Est-ce qu’il est légitime de faire un choix entre les droits individuels garantis et ces limitations des droits pour garantir la sécurité de tous?
Non, je pense que c’est une fausse opposition que l’on présente trop souvent. Opposer la sécurité aux droits humains, comme si ceux-ci constituaient des obstacles insurmontables pour la sécurité, est trop facile et j’aurais même envie de dire que c’est de la paresse intellectuelle. Les États ont assez de ressources pour mener les deux exigences de front. De la même manière, j’avoue que je suis fatiguée d’entendre dire que les droits fondamentaux, auxquels notre pays comme tous les États européens ont adhéré, c’est pour les «militants» des droits de l’homme, c’est-à-dire les laxistes, pour ne pas dire les bisounours. C’est n’avoir rien compris. Le respect des droits humains, des droits fondamentaux, nous concerne tous. Évidemment, c’est plus difficile, plus complexe de penser ainsi et c’est beaucoup plus simple de ranger les personnes dans des catégories et de les opposer les unes aux autres. Mais cela n’amène à rien.

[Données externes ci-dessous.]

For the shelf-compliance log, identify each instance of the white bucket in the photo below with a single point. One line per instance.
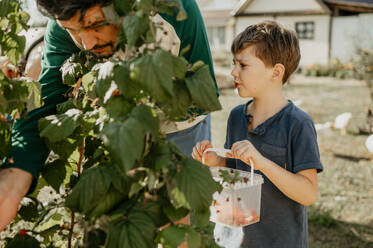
(238, 204)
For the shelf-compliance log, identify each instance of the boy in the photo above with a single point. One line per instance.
(276, 135)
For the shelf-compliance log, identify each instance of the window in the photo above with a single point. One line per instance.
(216, 35)
(305, 30)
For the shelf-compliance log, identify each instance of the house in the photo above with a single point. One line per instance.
(326, 28)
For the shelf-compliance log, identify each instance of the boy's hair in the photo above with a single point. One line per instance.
(273, 45)
(64, 10)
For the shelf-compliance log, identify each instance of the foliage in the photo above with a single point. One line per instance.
(13, 92)
(116, 180)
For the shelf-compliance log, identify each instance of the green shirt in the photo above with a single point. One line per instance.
(29, 151)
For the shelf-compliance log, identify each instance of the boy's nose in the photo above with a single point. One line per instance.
(234, 72)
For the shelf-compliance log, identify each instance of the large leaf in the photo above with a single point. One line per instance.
(90, 189)
(71, 72)
(23, 241)
(54, 173)
(202, 89)
(145, 116)
(123, 6)
(137, 231)
(155, 73)
(5, 138)
(125, 140)
(58, 127)
(108, 201)
(172, 236)
(29, 212)
(134, 27)
(178, 106)
(118, 107)
(197, 184)
(126, 85)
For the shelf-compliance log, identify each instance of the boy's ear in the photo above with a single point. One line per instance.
(278, 72)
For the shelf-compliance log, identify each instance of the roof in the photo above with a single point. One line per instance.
(351, 5)
(244, 4)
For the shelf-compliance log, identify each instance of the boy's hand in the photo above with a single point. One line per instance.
(246, 151)
(8, 69)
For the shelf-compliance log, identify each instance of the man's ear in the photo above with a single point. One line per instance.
(278, 72)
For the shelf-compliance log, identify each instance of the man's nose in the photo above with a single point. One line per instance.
(89, 39)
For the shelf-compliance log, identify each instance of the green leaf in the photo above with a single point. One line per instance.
(193, 238)
(126, 85)
(63, 107)
(34, 96)
(54, 173)
(125, 142)
(178, 199)
(5, 138)
(137, 231)
(71, 72)
(90, 189)
(173, 213)
(29, 212)
(23, 241)
(149, 121)
(118, 106)
(155, 73)
(202, 89)
(135, 188)
(94, 238)
(172, 236)
(108, 201)
(134, 27)
(197, 184)
(178, 106)
(123, 6)
(180, 66)
(58, 127)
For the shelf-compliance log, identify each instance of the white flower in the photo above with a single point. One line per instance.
(105, 70)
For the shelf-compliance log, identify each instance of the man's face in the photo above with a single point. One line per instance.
(93, 31)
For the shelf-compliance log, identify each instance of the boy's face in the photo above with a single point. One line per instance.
(251, 77)
(93, 32)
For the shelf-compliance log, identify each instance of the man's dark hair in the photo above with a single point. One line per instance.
(64, 10)
(273, 45)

Avez-vous l’impression que dans ce cadre, des libertés ont été rabotées depuis une quinzaine d’années?
Oui, je le pense. Dans le champ du procès pénal, les exigences du procès équitable comme la présomption d’innocence ou les droits de la défense font partie de l’État de droit. Ce sont des garanties fondamentales précisées par tous les textes universels et régionaux de protection des droits de l’homme. Nous devons résister à la tentation de les affaiblir au nom d’une efficacité qui n’en sortira certainement pas renforcée, au contraire. Oui, il y a aussi des risques pour les libertés. Les exemples que j’ai en tête sont souvent liés au pénal puisque je viens de ce monde-là. Je pense ainsi à la libération conditionnelle qui, depuis des années, se voit sensiblement réduite. Voilà bien une illusion de sécurité que l’État entretient, contrairement à toute logique. La libération conditionnelle n’est pas un privilège ni une faveur. C’est une mesure d’exécution de la peine qui prépare progressivement à la sortie. Il ne s’agit pas d’angélisme ni de bonté d’âme –le pénal n’a rien à voir avec cela. C’est du réalisme. Si nous voulons une efficacité renforcée, il faut prendre le problème à la racine. Préfère-t-on des sorties sèches dont on sait qu’elles amènent tout droit à la récidive? Un autre exemple, la question des peines incompressibles, sur laquelle le débat reprend aujourd’hui comme si on n’avait rien entendu du monde pénitentiaire. «Si des hommes entrent en prison, après 20 ans de réclusion, des fauves en sortent», disait brutalement un directeur de prison. La Cour européenne des droits de l’homme a jugé que des peines de prison à perpétuité pour lesquelles il n’y a aucune possibilité en droit et en fait de réexamen en cours de détention constituent des traitements inhumains et dégradants. Une personne qui, à l’âge de 20 ou 30 ans, a été condamnée à perpétuité sera-t-elle encore la même 40 ou 50 ans plus tard? Le penser revient à désespérer de la nature humaine et priver le détenu de tout «droit à l’espoir».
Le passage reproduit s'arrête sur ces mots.